El camino del inversionista hoy más que nunca tiene que considerar los problemas sociales en la planificación e implementación de proyectos. El evaluar el impacto social mejora su calidad y sostenibilidad, apoya y fortalece requerimientos nacionales y locales, y mejora tanto la aceptación como la apropiación local del proyecto. El considerarlos, ayuda a identificar y gestionar los potenciales impactos sociales adversos que un proyecto puede causar o a los que puede contribuir, así como a maximizar los beneficios para las comunidades locales y otros grupos de la inversión. Volviendo al proyecto paralizado en la plaza Egaña, los vecinos denuncian no haber sido notificados de un megaproyecto que afectaba gravemente la falta de luz natural por el emplazamiento de grandes moles de concreto.
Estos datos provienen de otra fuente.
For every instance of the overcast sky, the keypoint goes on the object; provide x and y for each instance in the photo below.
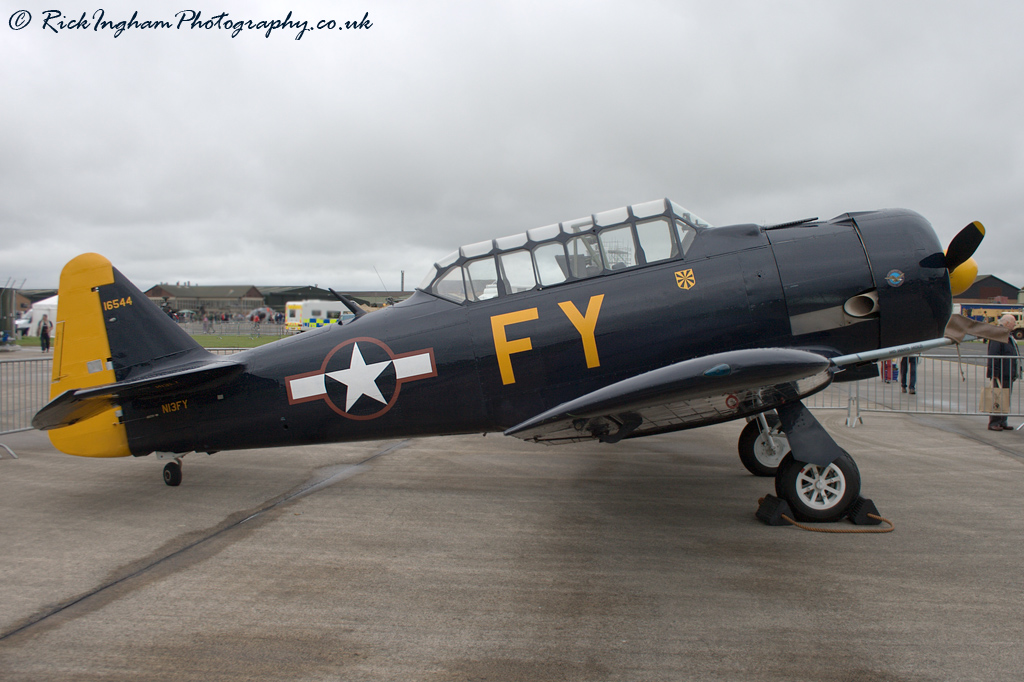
(187, 155)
En una ciudad que crece y se densifica a velocidad del rayo, se requieren miles de roles de propiedad. Las inmobiliarias cuentan con muchos de esos terrenos, la pregunta es qué podrán construir o desarrollar ahí. Ya, al parecer, no solo importa lo que dice el plan regulador o las áreas homogéneas, sino también lo que piensan y cómo les afecta a los vecinos empoderados que impactará esa inversión.

El trabajo de saber quiénes son, qué opinan y establecer una relación con ellos parece ser parte de un trabajo que, si bien antes podía ser opcional, hoy es parte de la hoja de ruta crítica de cualquier inversionista: escuchar, entender y mantener una relación fluida y sincera con esta audiencia es parte esencial de la conexión con la comunidad. Y la tecnología no puede ser omitida como una gran aliada para lograr ese objetivo. 

Hoy no solo se pone cuesta arriba para futuros propietarios de la urbe, las tasas de interés, sino que también la factibilidad de que esos proyectos puedan llevarse a cabo en las comunidades donde se van a instalar. El papel de la sociedad civil y su rol fiscalizador –que tienen como derecho todos los ciudadanos–, debiera subir los estándares de los proyectos que se aprueban. Esta forma de interactuar con el entorno, hasta hace poco etiquetada como “de activistas”, hoy migra a ciudadanos de a pie que se sienten afectados y se empoderan en el uso del aparato estatal. Eso implica un cambio rotundo en la industria, sea cual sea, en pos de crear proyectos sostenibles tanto ambientalmente como socialmente para así promover relaciones sanas entre las empresas inversoras y la comunidad. Este sí es un cambio de paradigma para Chile.